No dose adjustment is required in patients with mild (total bilirubin ≤ upper limit of normal (ULN) and any aspartate aminotransferase (AST) > ULN or total bilirubin >1 to 1.5 times ULN and any AST) hepatic impairment. There are limited data to make a recommendation on dose adjustment in patients with moderate (total bilirubin >1.5 to 3 times ULN and any AST) hepatic impairment. Insufficient data are available in patients with severe (total bilirubin >3 times ULN and any AST) hepatic impairment. Therefore, patients with moderate and severe hepatic impairment should be monitored carefully (see section 4.4 and 5.2).
The safety and efficacy in children and adolescents below 18 years of age have not been established. No data are available.
Datroway is for intravenous use. It must be reconstituted and diluted by a healthcare professional and administered as an intravenous infusion. Datroway must not be administered as an intravenous push or bolus.

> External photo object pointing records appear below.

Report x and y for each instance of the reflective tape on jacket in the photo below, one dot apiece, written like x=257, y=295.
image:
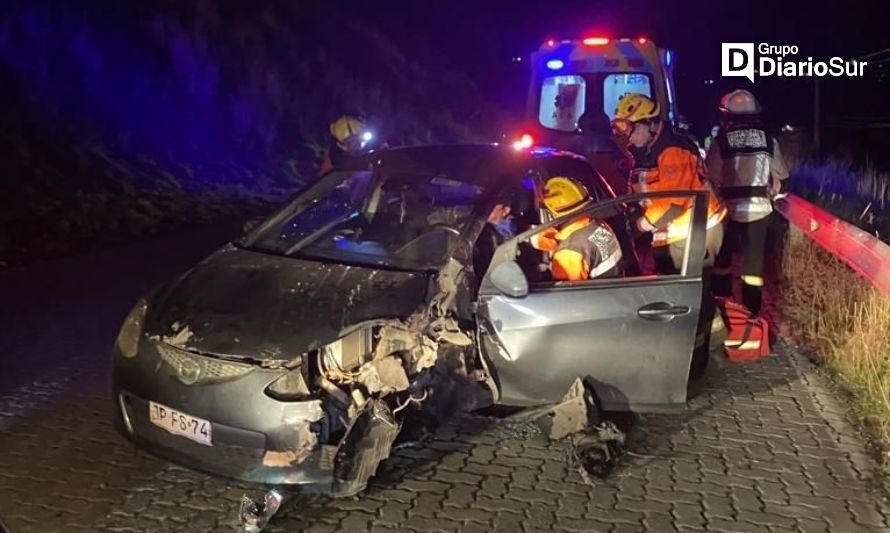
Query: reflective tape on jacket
x=679, y=229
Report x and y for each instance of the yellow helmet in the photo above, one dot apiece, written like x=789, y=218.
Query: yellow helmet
x=347, y=127
x=633, y=107
x=565, y=195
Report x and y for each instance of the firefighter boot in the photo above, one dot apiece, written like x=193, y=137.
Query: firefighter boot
x=751, y=297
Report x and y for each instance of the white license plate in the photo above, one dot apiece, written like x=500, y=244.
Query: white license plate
x=180, y=423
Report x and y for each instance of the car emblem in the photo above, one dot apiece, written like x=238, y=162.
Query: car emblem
x=189, y=371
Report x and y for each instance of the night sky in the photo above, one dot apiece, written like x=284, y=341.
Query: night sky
x=481, y=37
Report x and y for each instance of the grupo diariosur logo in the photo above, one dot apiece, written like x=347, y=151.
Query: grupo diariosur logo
x=739, y=59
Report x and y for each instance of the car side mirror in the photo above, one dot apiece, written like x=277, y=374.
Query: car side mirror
x=508, y=278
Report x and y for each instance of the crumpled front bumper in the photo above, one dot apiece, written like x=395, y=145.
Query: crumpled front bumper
x=246, y=423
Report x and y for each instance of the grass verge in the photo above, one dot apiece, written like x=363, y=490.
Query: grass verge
x=846, y=322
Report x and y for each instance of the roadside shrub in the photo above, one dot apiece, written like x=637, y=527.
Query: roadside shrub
x=839, y=315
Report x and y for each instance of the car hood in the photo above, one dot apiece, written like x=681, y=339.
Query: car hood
x=254, y=305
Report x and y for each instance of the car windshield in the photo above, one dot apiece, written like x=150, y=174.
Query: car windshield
x=401, y=220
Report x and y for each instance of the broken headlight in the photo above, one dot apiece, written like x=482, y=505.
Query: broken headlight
x=289, y=387
x=128, y=338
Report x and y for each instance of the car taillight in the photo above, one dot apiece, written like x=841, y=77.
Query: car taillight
x=525, y=141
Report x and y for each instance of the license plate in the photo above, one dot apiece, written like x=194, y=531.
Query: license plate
x=180, y=423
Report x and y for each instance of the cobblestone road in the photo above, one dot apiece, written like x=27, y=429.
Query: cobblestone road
x=763, y=447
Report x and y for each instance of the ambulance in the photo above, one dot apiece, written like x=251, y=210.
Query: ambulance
x=573, y=77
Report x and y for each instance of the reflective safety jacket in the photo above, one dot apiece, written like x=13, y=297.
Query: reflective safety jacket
x=745, y=166
x=583, y=249
x=671, y=163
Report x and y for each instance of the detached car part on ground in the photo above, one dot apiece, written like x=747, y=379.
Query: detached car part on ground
x=294, y=356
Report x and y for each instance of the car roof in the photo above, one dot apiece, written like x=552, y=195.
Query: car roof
x=457, y=159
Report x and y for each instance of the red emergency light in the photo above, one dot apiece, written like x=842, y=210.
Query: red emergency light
x=525, y=142
x=596, y=41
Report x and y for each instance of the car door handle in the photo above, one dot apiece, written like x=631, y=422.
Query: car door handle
x=662, y=311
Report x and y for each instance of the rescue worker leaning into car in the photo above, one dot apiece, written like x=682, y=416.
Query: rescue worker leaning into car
x=583, y=248
x=746, y=168
x=665, y=161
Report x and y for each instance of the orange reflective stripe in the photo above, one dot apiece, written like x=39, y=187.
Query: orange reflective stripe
x=545, y=241
x=678, y=169
x=569, y=265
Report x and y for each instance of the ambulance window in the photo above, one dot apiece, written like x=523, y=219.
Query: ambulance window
x=562, y=102
x=617, y=85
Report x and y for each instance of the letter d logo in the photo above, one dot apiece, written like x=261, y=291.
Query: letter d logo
x=738, y=60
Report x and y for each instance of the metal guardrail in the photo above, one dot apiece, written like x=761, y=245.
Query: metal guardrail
x=862, y=251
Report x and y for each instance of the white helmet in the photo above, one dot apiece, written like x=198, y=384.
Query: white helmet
x=739, y=102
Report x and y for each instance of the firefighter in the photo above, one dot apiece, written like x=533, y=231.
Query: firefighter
x=583, y=248
x=349, y=135
x=665, y=161
x=746, y=167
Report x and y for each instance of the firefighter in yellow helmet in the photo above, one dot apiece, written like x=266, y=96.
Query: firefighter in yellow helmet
x=583, y=248
x=665, y=161
x=746, y=167
x=349, y=135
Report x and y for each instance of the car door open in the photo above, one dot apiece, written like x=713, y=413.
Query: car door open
x=631, y=338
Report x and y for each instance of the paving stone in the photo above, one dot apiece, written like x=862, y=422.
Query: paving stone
x=763, y=447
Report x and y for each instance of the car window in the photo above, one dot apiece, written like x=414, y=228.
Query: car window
x=562, y=102
x=617, y=85
x=408, y=220
x=579, y=170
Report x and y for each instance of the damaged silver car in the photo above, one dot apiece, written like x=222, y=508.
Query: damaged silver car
x=294, y=355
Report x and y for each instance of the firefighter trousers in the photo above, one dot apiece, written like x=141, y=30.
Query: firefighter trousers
x=749, y=240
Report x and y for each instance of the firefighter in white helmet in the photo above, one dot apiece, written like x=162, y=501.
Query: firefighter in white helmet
x=746, y=167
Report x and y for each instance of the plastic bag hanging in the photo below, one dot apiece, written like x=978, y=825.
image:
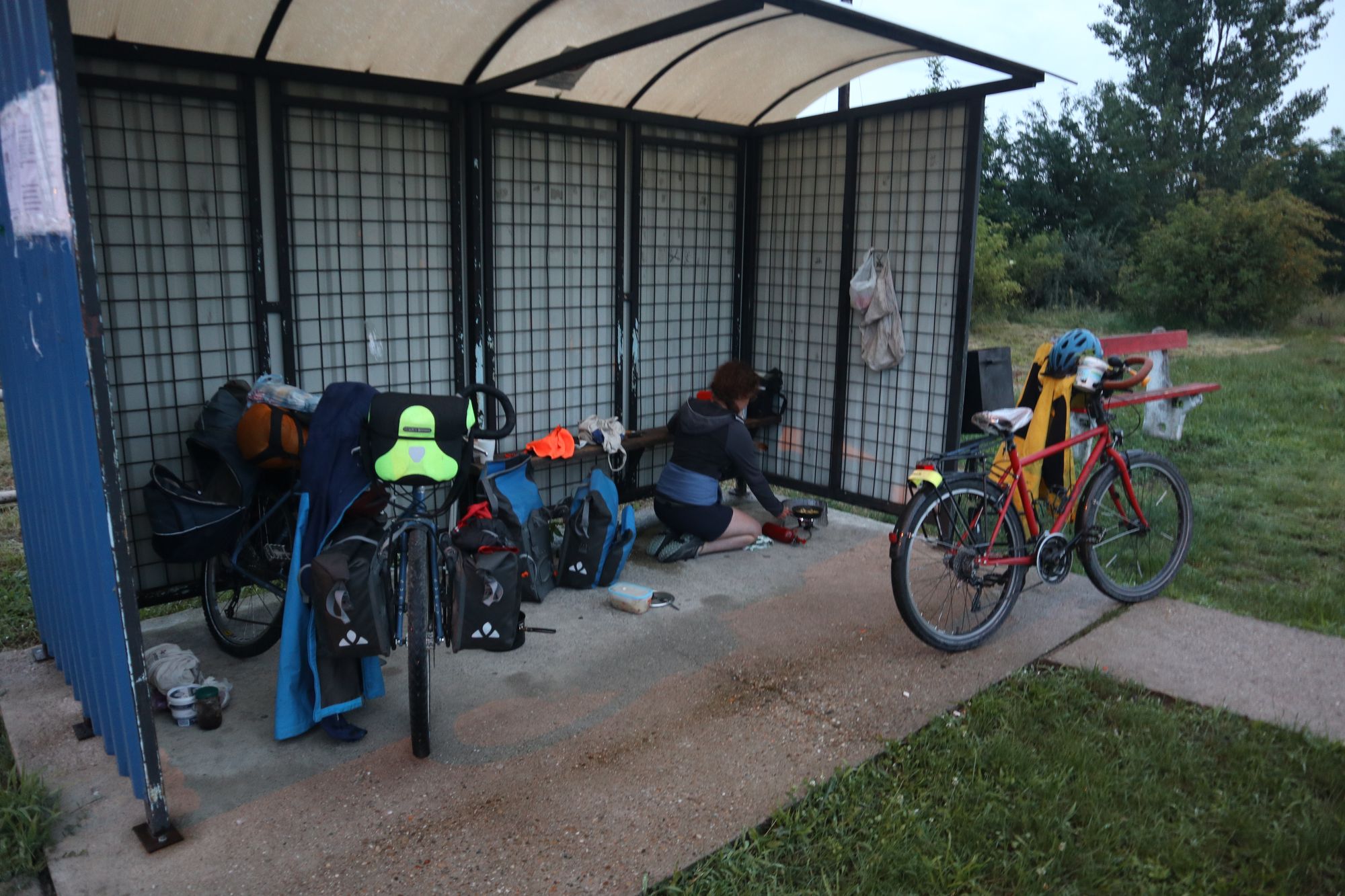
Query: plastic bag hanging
x=864, y=283
x=882, y=339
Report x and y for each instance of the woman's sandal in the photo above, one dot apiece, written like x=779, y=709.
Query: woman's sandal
x=684, y=548
x=657, y=542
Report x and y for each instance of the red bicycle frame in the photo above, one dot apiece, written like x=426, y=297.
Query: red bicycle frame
x=1020, y=486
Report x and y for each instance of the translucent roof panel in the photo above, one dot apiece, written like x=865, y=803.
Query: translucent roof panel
x=744, y=73
x=727, y=61
x=618, y=80
x=794, y=104
x=574, y=24
x=426, y=40
x=233, y=29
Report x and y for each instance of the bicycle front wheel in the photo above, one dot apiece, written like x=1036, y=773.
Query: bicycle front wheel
x=420, y=638
x=946, y=596
x=244, y=618
x=1126, y=559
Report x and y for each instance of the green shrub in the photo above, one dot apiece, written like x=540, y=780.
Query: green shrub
x=993, y=283
x=1038, y=263
x=1230, y=263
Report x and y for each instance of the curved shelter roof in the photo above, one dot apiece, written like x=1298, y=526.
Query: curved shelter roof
x=740, y=63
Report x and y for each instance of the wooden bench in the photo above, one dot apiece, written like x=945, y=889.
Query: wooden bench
x=1165, y=405
x=636, y=442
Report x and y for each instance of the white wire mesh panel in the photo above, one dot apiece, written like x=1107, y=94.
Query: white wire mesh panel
x=553, y=249
x=798, y=288
x=910, y=206
x=169, y=206
x=687, y=236
x=371, y=249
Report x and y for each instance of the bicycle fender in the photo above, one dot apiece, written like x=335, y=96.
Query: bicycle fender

The first infusion is to be administered over 90 minutes. Patients should be observed during the infusion and for at least 30 minutes following the initial dose for signs or symptoms of infusion-related reactions.
Subsequent infusions are to be administered over 30 minutes if prior infusions were tolerated. Patients should be observed during the infusion and for at least 30 minutes after infusion.
This medicinal product contains a cytotoxic component, which is covalently attached to the monoclonal antibody (see special handling and disposal procedures in section 6.6).
For instructions on reconstitution and dilution of the medicinal product before administration, see section 6.6.
There is currently no specific treatment in the event of an overdose. Higher than the indicated dosing may increase risk of adverse reactions. Physicians should follow general supportive measures and institute appropriate treatment.
Unopened vial:
3 years.
Reconstituted solution:
Chemical and physical in-use stability has been demonstrated for up to 24 hours at 2°C to 8°C. From a microbiological point of view, the product should be used immediately. If not used immediately, in-use storage times and conditions prior to use are the responsibility of the user and would normally not be longer than 24 hours at 2°C to 8°C, unless reconstitution has taken place in controlled and validated aseptic conditions.
Diluted solution:
It is recommended that the diluted solution be used immediately. If not used immediately, the diluted solution may be stored at room temperature (≤25°C) for up to 4 hours or in a refrigerator at 2°C to 8°C for up to 24 hours, protected from light.
The maximum time from reconstitution of the vial through the end of administration should not exceed 24 hours. Discard if storage time exceeds these limits.
Store in a refrigerator (2°C–8°C).
Do not freeze.
For storage conditions after reconstitution and dilution of the medicinal product, see section 6.3.
Datroway is provided in a 10 mL Type 1 amber borosilicate glass vial sealed with a fluoro-resin laminated butyl rubber stopper, and a polypropylene/aluminium blue flip-off crimp cap.
Each carton contains 1 vial.
Datroway contains a cytotoxic component and should be administered under the supervision of a physician experienced in the use of cytotoxic agents. Appropriate procedures for proper preparation, handling and disposal of antineoplastic and cytotoxic medicinal products should be used.
Appropriate aseptic technique should be used for the following reconstitution and dilution procedures.
Reconstitution:
Dilution:
Administration:
Disposal:
Any unused medicinal product or waste material should be disposed of in accordance with local requirements.